Provided by: libmath-vector-real-kdtree-perl_0.09-1_all bug

NAME

       Math::Vector::Real::kdTree - kd-Tree implementation on top of Math::Vector::Real

SYNOPSIS

         use Math::Vector::Real::kdTree;

         use Math::Vector::Real;
         use Math::Vector::Real::Random;

         my @v = map Math::Vector::Real->random_normal(4), 1..1000;

         my $tree = Math::Vector::Real::kdTree->new(@v);

         my $ix = $tree->find_nearest_neighbor(V(0, 0, 0, 0));

         say "nearest neighbor is $ix, $v[$ix]";

DESCRIPTION

       This module implements a kd-Tree data structure in Perl and some related algorithms.

       The following methods are provided:

       $t = Math::Vector::Real::kdTree->new(@points)
           Creates a new kd-Tree containing the given points.

       $t2 = $t->clone
           Creates a duplicate of the tree.
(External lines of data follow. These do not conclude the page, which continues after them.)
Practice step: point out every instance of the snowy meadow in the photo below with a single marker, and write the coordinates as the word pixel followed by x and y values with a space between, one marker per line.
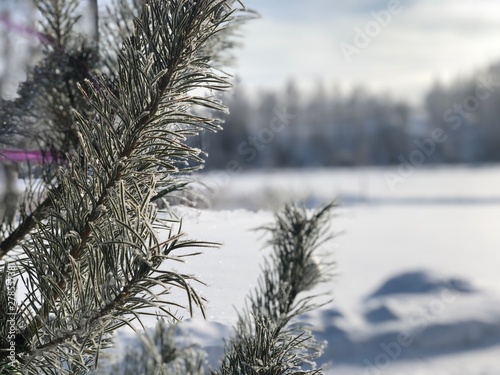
pixel 416 286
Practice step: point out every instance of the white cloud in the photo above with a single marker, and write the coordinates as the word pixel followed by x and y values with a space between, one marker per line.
pixel 429 40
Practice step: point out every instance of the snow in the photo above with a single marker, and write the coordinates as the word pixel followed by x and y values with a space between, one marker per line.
pixel 416 287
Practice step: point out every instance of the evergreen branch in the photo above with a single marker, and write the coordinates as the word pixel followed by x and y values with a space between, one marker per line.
pixel 265 341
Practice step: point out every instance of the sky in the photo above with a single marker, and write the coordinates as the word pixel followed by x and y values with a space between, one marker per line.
pixel 395 47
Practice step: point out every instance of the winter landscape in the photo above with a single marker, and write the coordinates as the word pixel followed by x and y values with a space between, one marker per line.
pixel 387 108
pixel 416 287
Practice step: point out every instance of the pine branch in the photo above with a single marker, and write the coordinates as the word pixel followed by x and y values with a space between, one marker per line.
pixel 266 340
pixel 94 261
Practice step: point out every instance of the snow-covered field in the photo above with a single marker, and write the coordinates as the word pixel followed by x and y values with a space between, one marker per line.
pixel 417 285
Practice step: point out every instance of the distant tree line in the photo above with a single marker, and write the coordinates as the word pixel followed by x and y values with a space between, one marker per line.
pixel 458 123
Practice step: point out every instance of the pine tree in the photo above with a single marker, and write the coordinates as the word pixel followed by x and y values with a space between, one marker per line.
pixel 111 117
pixel 268 339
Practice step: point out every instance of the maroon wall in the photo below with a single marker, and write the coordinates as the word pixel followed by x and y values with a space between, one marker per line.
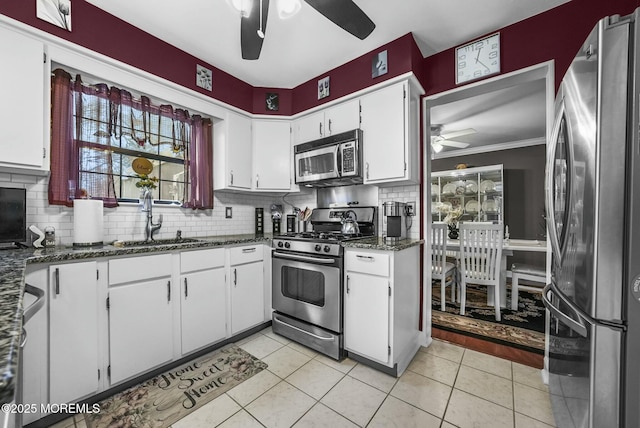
pixel 101 32
pixel 556 34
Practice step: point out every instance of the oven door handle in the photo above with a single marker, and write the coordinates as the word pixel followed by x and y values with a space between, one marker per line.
pixel 301 330
pixel 304 258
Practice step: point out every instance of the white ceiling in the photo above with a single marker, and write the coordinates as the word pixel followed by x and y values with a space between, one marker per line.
pixel 303 47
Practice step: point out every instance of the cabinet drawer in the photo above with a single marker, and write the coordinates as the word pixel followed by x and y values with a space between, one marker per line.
pixel 371 263
pixel 246 254
pixel 202 259
pixel 139 268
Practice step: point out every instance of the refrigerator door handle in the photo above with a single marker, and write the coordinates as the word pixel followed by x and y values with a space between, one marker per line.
pixel 551 218
pixel 579 326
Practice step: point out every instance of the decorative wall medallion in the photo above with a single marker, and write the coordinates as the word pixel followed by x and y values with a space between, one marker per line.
pixel 323 88
pixel 57 12
pixel 272 103
pixel 379 64
pixel 204 77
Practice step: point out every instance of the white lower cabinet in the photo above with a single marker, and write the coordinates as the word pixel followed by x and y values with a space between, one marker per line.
pixel 382 306
pixel 203 313
pixel 73 327
pixel 247 287
pixel 140 315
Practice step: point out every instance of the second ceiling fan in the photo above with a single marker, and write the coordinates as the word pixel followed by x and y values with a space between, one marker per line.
pixel 253 24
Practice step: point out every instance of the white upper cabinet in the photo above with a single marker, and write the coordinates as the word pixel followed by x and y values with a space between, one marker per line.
pixel 272 155
pixel 22 109
pixel 390 125
pixel 232 143
pixel 330 121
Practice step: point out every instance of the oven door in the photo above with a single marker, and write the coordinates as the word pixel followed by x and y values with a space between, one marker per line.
pixel 317 164
pixel 309 288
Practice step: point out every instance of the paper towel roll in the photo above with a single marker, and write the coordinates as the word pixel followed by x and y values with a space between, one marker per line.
pixel 87 222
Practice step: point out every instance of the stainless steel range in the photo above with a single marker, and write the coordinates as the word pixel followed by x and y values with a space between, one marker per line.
pixel 308 278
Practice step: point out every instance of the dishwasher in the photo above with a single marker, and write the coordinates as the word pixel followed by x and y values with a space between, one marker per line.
pixel 11 420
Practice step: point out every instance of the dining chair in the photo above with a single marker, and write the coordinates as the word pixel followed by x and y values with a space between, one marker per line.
pixel 441 269
pixel 480 258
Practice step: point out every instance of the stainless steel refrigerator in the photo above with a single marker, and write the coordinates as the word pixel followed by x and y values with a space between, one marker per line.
pixel 593 214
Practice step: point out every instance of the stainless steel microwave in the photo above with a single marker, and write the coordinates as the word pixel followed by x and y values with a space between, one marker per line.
pixel 330 161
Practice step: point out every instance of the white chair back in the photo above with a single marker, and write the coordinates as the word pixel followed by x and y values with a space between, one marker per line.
pixel 438 246
pixel 480 260
pixel 481 252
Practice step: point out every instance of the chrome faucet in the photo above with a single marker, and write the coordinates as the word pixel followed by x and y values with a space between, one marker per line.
pixel 147 205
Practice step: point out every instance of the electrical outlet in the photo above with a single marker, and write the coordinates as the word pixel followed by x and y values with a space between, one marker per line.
pixel 410 209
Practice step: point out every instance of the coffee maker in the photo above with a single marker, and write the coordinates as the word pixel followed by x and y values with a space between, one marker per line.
pixel 394 225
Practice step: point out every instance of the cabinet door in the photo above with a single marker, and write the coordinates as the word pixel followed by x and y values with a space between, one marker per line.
pixel 366 316
pixel 309 127
pixel 239 151
pixel 140 327
pixel 247 296
pixel 342 117
pixel 384 134
pixel 73 331
pixel 272 154
pixel 22 110
pixel 202 309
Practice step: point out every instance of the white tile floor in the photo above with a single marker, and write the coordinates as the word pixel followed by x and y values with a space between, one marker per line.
pixel 445 386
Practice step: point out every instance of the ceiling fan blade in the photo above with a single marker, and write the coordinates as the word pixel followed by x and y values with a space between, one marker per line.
pixel 250 41
pixel 345 14
pixel 451 143
pixel 456 134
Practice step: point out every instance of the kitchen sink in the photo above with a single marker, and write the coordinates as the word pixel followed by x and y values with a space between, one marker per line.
pixel 169 241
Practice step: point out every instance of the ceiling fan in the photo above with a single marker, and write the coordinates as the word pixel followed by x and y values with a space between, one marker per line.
pixel 253 23
pixel 439 139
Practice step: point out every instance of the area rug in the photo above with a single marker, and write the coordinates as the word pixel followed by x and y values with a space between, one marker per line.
pixel 523 328
pixel 166 398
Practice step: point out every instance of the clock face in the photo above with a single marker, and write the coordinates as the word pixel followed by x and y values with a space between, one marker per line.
pixel 478 59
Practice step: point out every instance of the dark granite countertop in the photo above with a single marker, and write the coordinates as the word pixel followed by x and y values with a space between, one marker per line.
pixel 379 243
pixel 12 269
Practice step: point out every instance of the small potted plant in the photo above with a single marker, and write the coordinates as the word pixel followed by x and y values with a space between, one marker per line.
pixel 452 221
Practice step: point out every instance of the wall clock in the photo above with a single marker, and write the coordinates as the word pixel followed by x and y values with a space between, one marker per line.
pixel 478 59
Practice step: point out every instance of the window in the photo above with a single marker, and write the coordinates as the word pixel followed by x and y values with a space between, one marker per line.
pixel 98 132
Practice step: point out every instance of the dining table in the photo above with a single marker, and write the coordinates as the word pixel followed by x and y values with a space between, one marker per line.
pixel 509 246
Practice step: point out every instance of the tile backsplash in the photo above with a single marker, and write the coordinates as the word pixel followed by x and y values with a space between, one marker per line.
pixel 127 222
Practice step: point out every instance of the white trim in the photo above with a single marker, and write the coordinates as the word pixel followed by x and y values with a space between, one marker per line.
pixel 490 148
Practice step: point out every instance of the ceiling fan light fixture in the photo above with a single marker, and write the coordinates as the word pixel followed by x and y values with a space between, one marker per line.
pixel 288 8
pixel 241 6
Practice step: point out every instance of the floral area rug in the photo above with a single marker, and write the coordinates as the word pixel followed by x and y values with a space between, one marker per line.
pixel 523 328
pixel 168 397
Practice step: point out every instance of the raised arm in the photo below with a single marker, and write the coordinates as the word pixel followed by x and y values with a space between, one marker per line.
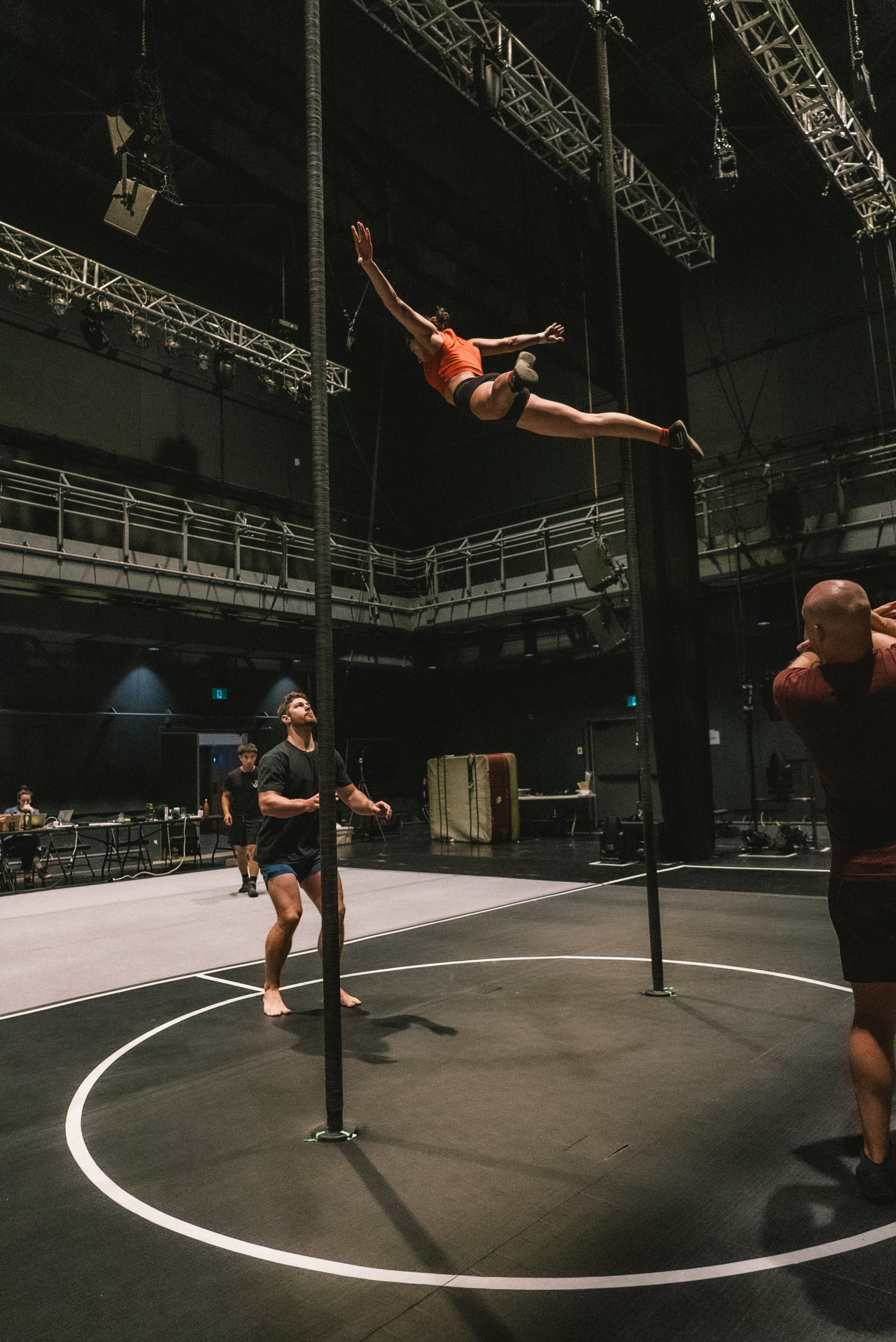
pixel 356 800
pixel 419 327
pixel 552 335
The two trees will share internal read only data so
           this method is more efficient in terms of memory usage than others performing a deep
           copy.

       my $ix = $t->insert($p0, $p1, ...)
           Inserts the given points into the kd-Tree.

           Returns the index assigned to the first point inserted.

       $s = $t->size
           Returns the number of points inside the tree.

       $p = $t->at($ix)
           Returns the point at the given index inside the tree.

       $t->move($ix, $p)
           Moves the point at index $ix to the new given position readjusting the tree structure
           accordingly.

       ($ix, $d) = $t->find_nearest_neighbor($p, $max_d, @but_ix)
       ($ix, $d) = $t->find_nearest_neighbor($p, $max_d, \%but_ix)
           Find the nearest neighbor for the given point $p and returns its index and the
           distance between the two points (in scalar context the index is returned).
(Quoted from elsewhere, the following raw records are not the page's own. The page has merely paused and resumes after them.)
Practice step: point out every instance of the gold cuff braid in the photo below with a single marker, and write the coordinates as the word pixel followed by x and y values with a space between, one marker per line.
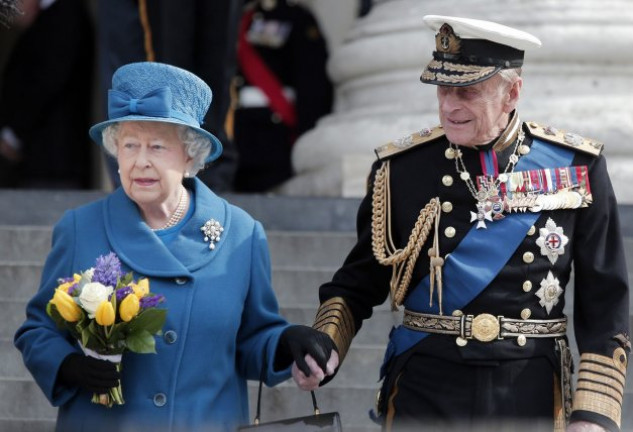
pixel 334 318
pixel 600 386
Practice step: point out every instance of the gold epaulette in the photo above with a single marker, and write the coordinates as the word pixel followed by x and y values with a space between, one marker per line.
pixel 334 318
pixel 565 138
pixel 409 141
pixel 601 383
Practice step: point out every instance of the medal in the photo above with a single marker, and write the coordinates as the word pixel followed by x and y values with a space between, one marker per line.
pixel 552 241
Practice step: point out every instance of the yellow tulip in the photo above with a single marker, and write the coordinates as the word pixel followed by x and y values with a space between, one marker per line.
pixel 141 289
pixel 129 307
pixel 66 306
pixel 105 313
pixel 64 287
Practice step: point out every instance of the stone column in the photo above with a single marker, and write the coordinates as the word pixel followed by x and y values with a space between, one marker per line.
pixel 580 80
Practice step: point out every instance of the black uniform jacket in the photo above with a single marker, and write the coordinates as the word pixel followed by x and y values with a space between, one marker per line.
pixel 594 253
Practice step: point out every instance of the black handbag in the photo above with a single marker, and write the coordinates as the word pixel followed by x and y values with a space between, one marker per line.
pixel 327 422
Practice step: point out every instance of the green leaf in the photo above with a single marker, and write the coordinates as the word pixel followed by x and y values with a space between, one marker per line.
pixel 150 320
pixel 141 342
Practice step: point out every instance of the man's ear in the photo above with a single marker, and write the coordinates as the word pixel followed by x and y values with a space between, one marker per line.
pixel 514 92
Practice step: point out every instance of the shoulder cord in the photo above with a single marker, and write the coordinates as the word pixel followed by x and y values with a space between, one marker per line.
pixel 402 260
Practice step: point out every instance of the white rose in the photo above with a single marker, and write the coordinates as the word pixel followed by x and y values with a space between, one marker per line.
pixel 92 295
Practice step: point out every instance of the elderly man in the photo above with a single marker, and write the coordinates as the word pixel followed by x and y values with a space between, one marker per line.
pixel 474 227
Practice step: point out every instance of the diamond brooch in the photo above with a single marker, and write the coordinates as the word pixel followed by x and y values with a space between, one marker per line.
pixel 212 230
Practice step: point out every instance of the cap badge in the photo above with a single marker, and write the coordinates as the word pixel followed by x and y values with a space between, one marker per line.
pixel 447 41
pixel 549 292
pixel 552 241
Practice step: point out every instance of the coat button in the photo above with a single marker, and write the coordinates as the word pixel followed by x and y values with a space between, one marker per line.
pixel 527 286
pixel 160 399
pixel 170 336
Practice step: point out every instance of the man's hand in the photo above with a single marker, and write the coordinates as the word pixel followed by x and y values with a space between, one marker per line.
pixel 582 426
pixel 312 381
pixel 313 353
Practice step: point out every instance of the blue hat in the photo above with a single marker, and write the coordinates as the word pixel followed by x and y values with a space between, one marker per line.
pixel 150 91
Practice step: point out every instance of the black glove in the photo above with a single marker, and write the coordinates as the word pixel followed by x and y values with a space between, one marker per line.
pixel 97 376
pixel 297 341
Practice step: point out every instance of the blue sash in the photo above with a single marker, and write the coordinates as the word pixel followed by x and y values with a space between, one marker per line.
pixel 467 271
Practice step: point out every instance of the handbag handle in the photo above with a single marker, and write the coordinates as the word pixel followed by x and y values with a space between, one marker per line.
pixel 262 376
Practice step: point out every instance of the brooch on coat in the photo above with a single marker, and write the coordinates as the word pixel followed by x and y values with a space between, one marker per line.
pixel 212 230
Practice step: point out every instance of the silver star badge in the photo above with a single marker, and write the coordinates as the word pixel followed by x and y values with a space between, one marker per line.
pixel 552 241
pixel 481 216
pixel 549 292
pixel 212 230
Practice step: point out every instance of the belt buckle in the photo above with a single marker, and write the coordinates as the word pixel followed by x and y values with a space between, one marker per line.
pixel 485 327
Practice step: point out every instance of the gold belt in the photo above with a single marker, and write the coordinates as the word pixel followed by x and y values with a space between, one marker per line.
pixel 484 327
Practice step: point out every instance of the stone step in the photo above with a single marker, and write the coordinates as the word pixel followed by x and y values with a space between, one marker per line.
pixel 314 249
pixel 24 403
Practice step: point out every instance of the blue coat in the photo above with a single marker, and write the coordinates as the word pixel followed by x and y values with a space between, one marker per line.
pixel 222 315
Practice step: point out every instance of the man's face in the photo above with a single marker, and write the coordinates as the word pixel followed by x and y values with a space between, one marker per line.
pixel 476 114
           If $max_d is defined, the search is limited to the points within that distance

           Optionally, a list of point indexes to be excluded from the search can be passed or,
           alternatively, a reference to a hash containing the indexes of the points to be
           excluded.

       @ix = $t->find_nearest_neighbor_all_internal
           Returns the index of the nearest neighbor for every point inside the tree.
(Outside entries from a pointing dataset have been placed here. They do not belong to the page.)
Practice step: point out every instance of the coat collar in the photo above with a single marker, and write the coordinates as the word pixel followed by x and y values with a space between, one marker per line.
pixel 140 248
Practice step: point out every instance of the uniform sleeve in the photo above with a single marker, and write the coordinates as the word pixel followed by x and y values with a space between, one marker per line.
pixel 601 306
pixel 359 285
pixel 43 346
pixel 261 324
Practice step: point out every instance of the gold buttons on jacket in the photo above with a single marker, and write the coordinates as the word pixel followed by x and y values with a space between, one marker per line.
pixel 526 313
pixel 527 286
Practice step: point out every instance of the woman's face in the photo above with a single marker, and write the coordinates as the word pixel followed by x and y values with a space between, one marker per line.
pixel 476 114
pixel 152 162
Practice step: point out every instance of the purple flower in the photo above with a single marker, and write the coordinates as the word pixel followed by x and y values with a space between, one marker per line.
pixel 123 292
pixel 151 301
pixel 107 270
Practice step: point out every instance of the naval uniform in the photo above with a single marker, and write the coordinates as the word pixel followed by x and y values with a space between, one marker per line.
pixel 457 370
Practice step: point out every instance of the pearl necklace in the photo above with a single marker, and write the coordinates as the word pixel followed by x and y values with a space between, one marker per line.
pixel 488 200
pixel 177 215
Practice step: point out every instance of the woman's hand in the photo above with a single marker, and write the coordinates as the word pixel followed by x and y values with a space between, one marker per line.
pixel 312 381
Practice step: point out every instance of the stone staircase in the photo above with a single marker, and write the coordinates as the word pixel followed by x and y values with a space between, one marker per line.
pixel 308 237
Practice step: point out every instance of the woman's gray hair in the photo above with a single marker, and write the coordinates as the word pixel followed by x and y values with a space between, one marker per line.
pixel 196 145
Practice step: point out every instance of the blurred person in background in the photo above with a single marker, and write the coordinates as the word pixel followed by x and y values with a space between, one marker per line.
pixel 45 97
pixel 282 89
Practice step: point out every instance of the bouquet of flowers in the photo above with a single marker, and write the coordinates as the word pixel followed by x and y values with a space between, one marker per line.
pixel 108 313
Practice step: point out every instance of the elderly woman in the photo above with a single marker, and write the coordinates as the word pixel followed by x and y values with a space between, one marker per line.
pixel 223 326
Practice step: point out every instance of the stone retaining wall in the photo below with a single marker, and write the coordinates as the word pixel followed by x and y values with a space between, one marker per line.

           It is equivalent to (though, internally, it uses a better algorithm):

             @ix = map {
                       scalar $t->nearest_neighbor($t->at($_), undef, $_)
                   } 0..($t->size - 1);

       @ix = $t->find_in_ball($z, $d, $but)
       $n = $t->find_in_ball($z, $d, $but)
           Finds the points inside the tree contained in the hypersphere with center $z and
           radius $d.

           In scalar context returns the number of points found. In list context returns the
           indexes of the points.

           If the extra argument $but is provided. The point with that index is ignored.

       @ix = $t->ordered_by_proximity
           Returns the indexes of the points in an ordered where is likely that the indexes of
           near vectors are also in near positions in the list.

SEE ALSO

       http://en.wikipedia.org/wiki/K-d_tree <http://en.wikipedia.org/wiki/K-d_tree>

       Math::Vector::Real

COPYRIGHT AND LICENSE

       Copyright (C) 2011-2013 by Salvador Fandin~o <sfandino@yahoo.com>

       This library is free software; you can redistribute it and/or modify it under the same
       terms as Perl itself, either Perl version 5.12.3 or, at your option, any later version of
       Perl 5 you may have available.